Counsel for prosecutor, conceding his clients had notice of the ordinance, argues that they were entitled to assume that the improvement would be made in conformity with the petition, because said petition is recited in the preamble, but this argument ignores the rule of statutory construction that when the enacting clause is ambiguous, the preamble may be resorted to to explain the intention of the lawmaker; but where such enacting clause is expressed in clear and unambiguous terms the preamble cannot control the enacting part. Brown v. Erie Railroad Co., 87 N. J. L. 487, and cases cited. There is nothing ambiguous about the enacting part of the ordinance which provides that “the said improvement shall be made as local improvements,” (i. e., improvements, the cost of which, or a portion thereof, may be assessed upon lands in the vicinity benefited thereby, Home Eule act, section 20), “and the cost and expense * * * shall be charged and assessed in full against the property, and that ninety per cent, of the cost of the paving and trunk sewers, if necessary, shall be assessed against the property benefited thereby in accordance with the provisions of the statute in such case made and provided.”

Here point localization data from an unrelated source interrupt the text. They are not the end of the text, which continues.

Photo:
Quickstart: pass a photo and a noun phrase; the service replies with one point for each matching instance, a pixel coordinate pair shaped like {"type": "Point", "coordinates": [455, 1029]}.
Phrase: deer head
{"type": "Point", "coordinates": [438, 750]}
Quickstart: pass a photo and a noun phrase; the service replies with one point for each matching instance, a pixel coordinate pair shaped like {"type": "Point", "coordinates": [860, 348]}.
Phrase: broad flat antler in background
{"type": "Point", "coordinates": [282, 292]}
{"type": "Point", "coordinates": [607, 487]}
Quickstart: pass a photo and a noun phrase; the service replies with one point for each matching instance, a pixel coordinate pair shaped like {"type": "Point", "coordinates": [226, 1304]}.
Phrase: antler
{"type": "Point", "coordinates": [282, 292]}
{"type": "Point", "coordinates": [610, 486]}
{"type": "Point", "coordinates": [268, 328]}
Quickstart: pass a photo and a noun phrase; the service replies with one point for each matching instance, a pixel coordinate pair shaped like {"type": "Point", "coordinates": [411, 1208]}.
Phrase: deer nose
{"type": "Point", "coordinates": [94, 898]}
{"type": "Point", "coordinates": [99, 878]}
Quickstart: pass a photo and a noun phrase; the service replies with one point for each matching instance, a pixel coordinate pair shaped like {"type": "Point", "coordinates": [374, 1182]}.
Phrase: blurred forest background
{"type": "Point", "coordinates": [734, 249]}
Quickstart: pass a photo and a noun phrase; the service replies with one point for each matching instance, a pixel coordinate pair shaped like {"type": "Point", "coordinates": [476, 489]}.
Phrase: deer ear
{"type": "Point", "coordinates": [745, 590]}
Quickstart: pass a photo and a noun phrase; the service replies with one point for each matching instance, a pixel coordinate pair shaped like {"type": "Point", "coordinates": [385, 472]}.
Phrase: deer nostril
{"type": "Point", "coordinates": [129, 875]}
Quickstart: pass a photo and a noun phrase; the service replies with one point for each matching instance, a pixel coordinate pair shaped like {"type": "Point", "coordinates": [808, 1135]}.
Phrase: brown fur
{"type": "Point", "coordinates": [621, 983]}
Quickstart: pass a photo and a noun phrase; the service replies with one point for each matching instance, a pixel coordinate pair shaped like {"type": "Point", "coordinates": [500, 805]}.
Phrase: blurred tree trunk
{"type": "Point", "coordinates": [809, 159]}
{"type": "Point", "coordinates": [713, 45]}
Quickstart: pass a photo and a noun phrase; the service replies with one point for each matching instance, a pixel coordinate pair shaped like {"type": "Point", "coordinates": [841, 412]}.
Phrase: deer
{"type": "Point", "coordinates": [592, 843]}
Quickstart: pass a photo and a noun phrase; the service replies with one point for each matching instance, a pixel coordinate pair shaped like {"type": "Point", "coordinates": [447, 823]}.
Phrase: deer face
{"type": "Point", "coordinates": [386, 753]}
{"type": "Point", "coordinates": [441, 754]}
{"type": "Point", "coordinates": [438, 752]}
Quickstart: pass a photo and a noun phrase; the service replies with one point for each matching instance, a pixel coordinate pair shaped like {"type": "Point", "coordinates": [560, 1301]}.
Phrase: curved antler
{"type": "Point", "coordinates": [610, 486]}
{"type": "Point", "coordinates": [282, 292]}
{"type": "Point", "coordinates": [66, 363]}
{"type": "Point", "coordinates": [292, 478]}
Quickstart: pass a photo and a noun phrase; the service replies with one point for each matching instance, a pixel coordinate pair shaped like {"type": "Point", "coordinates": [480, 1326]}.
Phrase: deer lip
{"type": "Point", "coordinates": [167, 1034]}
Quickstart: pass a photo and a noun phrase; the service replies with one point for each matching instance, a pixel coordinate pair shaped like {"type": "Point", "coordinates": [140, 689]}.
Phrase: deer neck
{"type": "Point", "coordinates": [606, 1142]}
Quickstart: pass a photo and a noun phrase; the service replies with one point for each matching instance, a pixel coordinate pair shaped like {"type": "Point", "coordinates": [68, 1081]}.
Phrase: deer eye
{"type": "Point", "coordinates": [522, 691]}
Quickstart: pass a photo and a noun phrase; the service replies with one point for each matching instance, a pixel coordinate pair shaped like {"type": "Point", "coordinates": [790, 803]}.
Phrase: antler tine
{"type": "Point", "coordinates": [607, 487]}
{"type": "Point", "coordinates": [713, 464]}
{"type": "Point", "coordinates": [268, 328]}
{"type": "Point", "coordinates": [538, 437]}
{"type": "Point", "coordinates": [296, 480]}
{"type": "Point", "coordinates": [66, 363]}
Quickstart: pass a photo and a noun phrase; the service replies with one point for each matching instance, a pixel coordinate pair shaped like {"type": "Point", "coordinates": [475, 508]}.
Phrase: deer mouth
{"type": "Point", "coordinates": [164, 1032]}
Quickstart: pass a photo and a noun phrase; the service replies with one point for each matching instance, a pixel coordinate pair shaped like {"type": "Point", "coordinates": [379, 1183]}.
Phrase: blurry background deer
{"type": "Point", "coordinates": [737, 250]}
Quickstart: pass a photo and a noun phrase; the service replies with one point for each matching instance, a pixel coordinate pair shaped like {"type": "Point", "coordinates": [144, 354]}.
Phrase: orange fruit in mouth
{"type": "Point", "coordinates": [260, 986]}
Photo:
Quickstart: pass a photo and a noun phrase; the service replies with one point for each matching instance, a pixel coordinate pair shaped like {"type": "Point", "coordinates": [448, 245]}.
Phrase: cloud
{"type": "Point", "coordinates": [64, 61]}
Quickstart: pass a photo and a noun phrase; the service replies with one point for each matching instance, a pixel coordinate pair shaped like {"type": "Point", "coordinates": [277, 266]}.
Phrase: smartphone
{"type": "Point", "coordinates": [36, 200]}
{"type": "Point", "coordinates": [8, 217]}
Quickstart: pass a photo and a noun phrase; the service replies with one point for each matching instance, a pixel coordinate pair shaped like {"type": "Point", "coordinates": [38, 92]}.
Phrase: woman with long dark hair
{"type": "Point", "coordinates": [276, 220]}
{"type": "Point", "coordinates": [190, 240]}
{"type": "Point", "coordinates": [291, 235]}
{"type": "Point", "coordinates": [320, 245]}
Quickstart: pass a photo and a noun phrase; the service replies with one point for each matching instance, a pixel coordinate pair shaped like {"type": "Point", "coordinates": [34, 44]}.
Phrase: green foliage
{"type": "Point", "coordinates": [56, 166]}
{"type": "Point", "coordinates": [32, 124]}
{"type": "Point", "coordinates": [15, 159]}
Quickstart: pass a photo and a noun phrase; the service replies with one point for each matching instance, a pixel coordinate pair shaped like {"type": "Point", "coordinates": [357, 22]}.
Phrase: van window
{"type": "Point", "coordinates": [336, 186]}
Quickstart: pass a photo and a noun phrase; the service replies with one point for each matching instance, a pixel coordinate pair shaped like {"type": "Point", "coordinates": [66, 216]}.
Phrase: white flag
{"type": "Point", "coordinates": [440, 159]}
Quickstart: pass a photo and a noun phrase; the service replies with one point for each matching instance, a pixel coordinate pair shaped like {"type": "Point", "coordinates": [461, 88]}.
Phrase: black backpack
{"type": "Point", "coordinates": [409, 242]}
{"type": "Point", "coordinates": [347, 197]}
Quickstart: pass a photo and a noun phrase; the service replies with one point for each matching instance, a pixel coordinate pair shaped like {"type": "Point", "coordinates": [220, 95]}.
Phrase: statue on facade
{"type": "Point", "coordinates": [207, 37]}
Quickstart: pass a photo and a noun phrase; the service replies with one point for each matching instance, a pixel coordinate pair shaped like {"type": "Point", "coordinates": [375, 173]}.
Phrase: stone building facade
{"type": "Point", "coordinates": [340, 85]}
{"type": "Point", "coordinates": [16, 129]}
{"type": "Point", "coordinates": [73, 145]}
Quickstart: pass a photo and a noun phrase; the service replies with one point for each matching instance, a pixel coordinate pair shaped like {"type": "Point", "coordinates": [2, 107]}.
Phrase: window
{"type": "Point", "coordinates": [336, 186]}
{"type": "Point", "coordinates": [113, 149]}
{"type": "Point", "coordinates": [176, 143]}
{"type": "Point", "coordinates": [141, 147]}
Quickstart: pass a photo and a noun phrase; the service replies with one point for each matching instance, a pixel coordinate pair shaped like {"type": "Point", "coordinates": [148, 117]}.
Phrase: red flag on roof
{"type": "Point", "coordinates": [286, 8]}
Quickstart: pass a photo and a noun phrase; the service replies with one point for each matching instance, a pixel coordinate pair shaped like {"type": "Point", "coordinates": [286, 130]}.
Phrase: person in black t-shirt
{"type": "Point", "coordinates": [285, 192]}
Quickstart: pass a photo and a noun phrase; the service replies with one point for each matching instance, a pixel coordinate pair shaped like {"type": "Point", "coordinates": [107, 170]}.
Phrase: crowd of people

Whether such an ordinance would be vulnerable to a timely attack, as not providing a lawful method of assessment, or for any other reason, is not the question at this time. The work has long since been completed, and it is too late to claim invalidity of the ordinance. Indeed, prosecutor does not undertake to do so, but asks us to construe it as providing for making the improvement charged in full, on the basis contemplated in section 51 above quoted. This we cannot do without ignoring the plain language of the purview of the ordinance. It gave notice to all concerned that the improvement was not only to be made, but was to be assessed in full against the property, and by necessary inference that notwithstanding the petition and the preamble, the city would not undertake to collect the cost under the provision of section 51, and without assessment.

This disposes of the only real question properly raised before us. So far as the assessments or either of them may be in excess of benefits, that is a matter to be determined in the first instance by an appeal to the Circuit Court as provided by statute. The point that the assessment illegally includes the cost of improvement outside the municipal limits is not adequately raised by any one of the filed reasons. The ninety per cent, assessment is in no better case than the one hundred per cent, assessment so far as relates to the amount thereof and relation to benefits.

We conclude that it is too late to attack the ordinance; that a proper construction of the ordinance connotes an assessment and not a procedure under section 51; and that the fairness of the assessment is not before us.

The writ will be dismissed, with costs.